China’s top three smartphone makers – Huawei, Oppo and Vivo – increased their share of the country’s smartphone market in Q2, with all three far outpacing the overall growth rate of 4.6 per cent.

The three accounted for 47 per cent of the market during the quarter, up from 45 per cent in Q1 and 43 per cent last year, according to IDC.

Market leader Huawei continued to expand, pushing its share to 17.2 per cent from 15.6 per cent a year ago, with shipments growing 15.2 per cent to 19.1 million units (see chart below, click to enlarge).
IDC China smartphone Q2
Oppo saw the fastest growth as its shipments surged 124 per cent to 18 million units and it more than doubled its share to 16.2 per cent from a year ago, edging within 1 percentage point of Huawei.
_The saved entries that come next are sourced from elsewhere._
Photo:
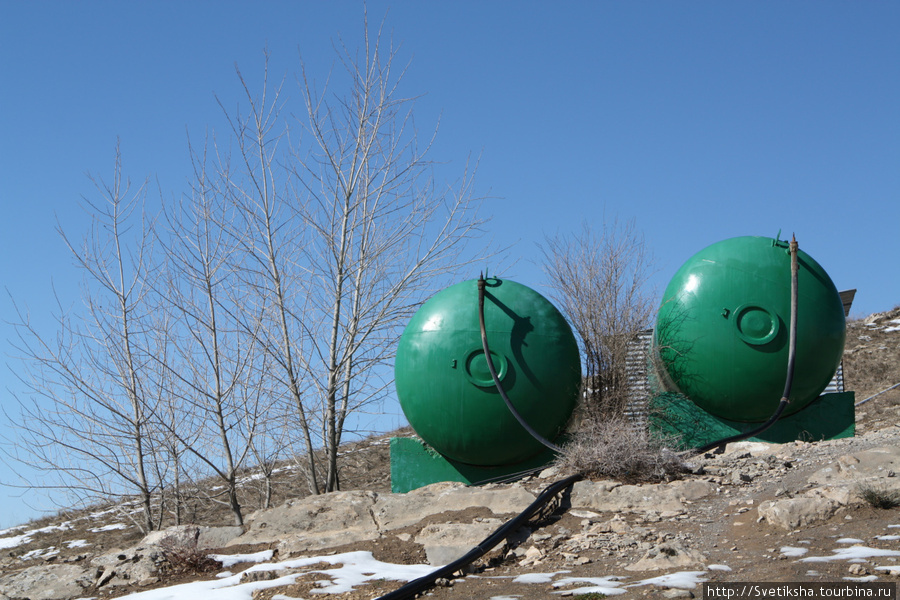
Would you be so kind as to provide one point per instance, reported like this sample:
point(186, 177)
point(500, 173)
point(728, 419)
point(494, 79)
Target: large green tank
point(446, 390)
point(723, 327)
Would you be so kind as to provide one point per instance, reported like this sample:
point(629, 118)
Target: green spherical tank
point(724, 322)
point(445, 387)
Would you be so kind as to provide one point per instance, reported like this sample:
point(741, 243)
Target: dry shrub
point(616, 449)
point(183, 556)
point(878, 497)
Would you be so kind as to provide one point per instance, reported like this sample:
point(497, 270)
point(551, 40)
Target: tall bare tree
point(379, 229)
point(86, 420)
point(347, 229)
point(216, 373)
point(599, 280)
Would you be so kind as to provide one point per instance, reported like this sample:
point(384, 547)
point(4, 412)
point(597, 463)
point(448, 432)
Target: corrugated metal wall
point(639, 384)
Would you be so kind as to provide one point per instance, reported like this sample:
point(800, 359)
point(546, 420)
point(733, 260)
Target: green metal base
point(414, 464)
point(830, 416)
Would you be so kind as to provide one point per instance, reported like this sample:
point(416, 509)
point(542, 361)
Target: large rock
point(612, 497)
point(393, 511)
point(317, 522)
point(877, 462)
point(668, 555)
point(201, 536)
point(51, 582)
point(445, 542)
point(314, 522)
point(793, 513)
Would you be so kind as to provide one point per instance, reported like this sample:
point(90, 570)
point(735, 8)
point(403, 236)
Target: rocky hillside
point(757, 512)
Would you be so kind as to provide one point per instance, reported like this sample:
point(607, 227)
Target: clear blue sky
point(700, 120)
Number three Vivo expanded its share from 7.9 per cent to 13.2 per cent over the past year, with shipments increasing 75 per cent to 14.7 million units.

Once fast-rising Xiaomi continued to lose market share, which fell to 9.5 per cent from 16.1 per cent a year ago, as shipments contracted 38 per cent to 10.5 million units.
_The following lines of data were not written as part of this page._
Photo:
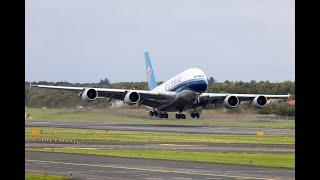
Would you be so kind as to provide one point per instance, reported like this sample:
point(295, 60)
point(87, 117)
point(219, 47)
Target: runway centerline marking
point(144, 169)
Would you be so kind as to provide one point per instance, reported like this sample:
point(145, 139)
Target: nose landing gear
point(195, 115)
point(180, 116)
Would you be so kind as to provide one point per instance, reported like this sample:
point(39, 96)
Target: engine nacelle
point(260, 101)
point(231, 102)
point(89, 95)
point(132, 97)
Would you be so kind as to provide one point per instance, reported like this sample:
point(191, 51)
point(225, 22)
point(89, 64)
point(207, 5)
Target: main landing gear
point(180, 116)
point(160, 114)
point(195, 115)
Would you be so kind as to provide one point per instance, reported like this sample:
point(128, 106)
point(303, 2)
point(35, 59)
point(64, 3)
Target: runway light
point(260, 133)
point(36, 132)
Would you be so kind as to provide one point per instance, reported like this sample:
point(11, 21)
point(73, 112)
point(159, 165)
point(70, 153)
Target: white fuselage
point(187, 85)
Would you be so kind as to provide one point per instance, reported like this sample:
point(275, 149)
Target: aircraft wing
point(218, 98)
point(148, 98)
point(242, 97)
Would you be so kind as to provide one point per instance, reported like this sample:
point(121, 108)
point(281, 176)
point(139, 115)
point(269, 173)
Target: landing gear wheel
point(165, 115)
point(155, 113)
point(192, 115)
point(161, 115)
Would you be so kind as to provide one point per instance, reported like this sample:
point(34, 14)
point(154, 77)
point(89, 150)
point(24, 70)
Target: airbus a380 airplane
point(182, 92)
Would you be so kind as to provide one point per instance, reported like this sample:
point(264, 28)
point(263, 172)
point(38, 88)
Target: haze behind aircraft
point(180, 93)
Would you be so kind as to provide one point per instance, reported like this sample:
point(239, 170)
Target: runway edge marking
point(143, 169)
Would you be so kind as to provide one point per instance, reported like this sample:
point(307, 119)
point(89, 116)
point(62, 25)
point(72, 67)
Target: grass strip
point(141, 136)
point(40, 176)
point(283, 160)
point(76, 115)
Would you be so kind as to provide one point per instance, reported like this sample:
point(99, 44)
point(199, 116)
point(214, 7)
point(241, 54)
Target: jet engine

Apple also lost share – dropping to 7.8 per cent from 11.9 per cent in Q2 last year – as shipments dipped 32 per cent. IDC noted that the iPhone SE was not a hit in China, where consumers prefer larger screen-sizes. During the quarter nearly 90 per cent of phones shipped had screen sizes of 5 inches and above.
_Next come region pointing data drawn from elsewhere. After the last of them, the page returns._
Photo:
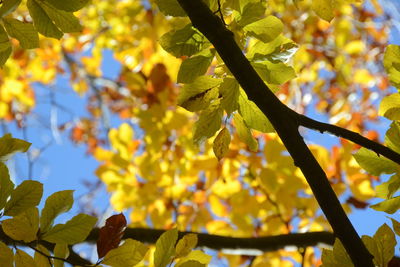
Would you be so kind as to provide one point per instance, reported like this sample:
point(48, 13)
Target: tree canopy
point(202, 138)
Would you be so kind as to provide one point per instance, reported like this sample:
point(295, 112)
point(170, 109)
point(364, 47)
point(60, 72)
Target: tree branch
point(270, 243)
point(349, 135)
point(284, 122)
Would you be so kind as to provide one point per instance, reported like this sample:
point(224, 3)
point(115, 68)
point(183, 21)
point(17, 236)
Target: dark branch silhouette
point(285, 122)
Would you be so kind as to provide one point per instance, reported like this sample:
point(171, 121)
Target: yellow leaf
point(185, 245)
point(221, 143)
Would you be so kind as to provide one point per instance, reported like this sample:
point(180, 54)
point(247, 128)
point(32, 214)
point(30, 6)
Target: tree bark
point(285, 122)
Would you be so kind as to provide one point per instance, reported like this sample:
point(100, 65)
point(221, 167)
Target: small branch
point(349, 135)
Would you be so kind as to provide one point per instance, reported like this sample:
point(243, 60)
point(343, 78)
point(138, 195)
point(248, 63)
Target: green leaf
point(70, 5)
point(390, 107)
point(6, 255)
point(6, 185)
point(74, 231)
point(387, 189)
point(372, 247)
point(274, 73)
point(324, 9)
point(392, 137)
point(195, 66)
point(221, 143)
point(165, 248)
point(56, 204)
point(252, 115)
point(391, 62)
point(229, 90)
point(10, 145)
point(61, 250)
point(8, 6)
point(28, 194)
point(65, 21)
point(265, 29)
point(389, 206)
point(208, 123)
point(23, 226)
point(374, 164)
point(42, 21)
point(130, 253)
point(251, 12)
point(196, 88)
point(170, 8)
point(396, 226)
point(244, 133)
point(183, 42)
point(385, 241)
point(24, 32)
point(23, 259)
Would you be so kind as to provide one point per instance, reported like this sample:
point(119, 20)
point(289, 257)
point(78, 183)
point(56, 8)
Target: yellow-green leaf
point(183, 42)
point(130, 253)
point(56, 204)
point(389, 206)
point(229, 90)
point(42, 21)
point(23, 259)
point(244, 133)
point(396, 226)
point(324, 9)
point(252, 115)
point(265, 29)
point(6, 186)
point(40, 259)
point(65, 21)
point(195, 255)
point(165, 248)
point(221, 143)
point(70, 5)
point(73, 231)
point(23, 226)
point(10, 145)
point(170, 8)
point(26, 195)
point(373, 163)
point(6, 255)
point(8, 6)
point(24, 32)
point(196, 89)
point(195, 66)
point(185, 245)
point(385, 241)
point(60, 251)
point(387, 189)
point(208, 123)
point(274, 73)
point(390, 107)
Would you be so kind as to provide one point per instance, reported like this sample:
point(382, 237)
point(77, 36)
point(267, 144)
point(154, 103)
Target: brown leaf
point(110, 234)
Apple fans are likely holding out for the new iPhones to be launched in Q3.

The research firm said total shipments reached 111.2 million during the quarter, up from 106.3 million a year ago, as the market returned to growth after a year.

Marketing focus
“The success of Huawei, Oppo and Vivo in the market can be attributed to their concerted effort to build their brand and aggressive marketing to attract the consumers, along with the focus on product differentiation,” said Xiaohan Tay, senior market analyst at IDC Asia/Pacific.

Tay said Oppo and Vivo continued to excel largely due to the strength of their offline channels, with their shops and advertisements occupying most of the tier three to tier five cities.

Despite the market being saturated and driven mainly by replacement users, vendors have been aggressive with their marketing tactics, experimenting with new ways to win over consumers.

“Hiring celebrity endorsers may help increase numbers in the short-term, but this alone may not be sufficient to drive numbers in the long run. As there is very little differentiation across products to warrant significant brand loyalty, vendors must constantly think out of the box to get people hyped up about their products,” said Tay.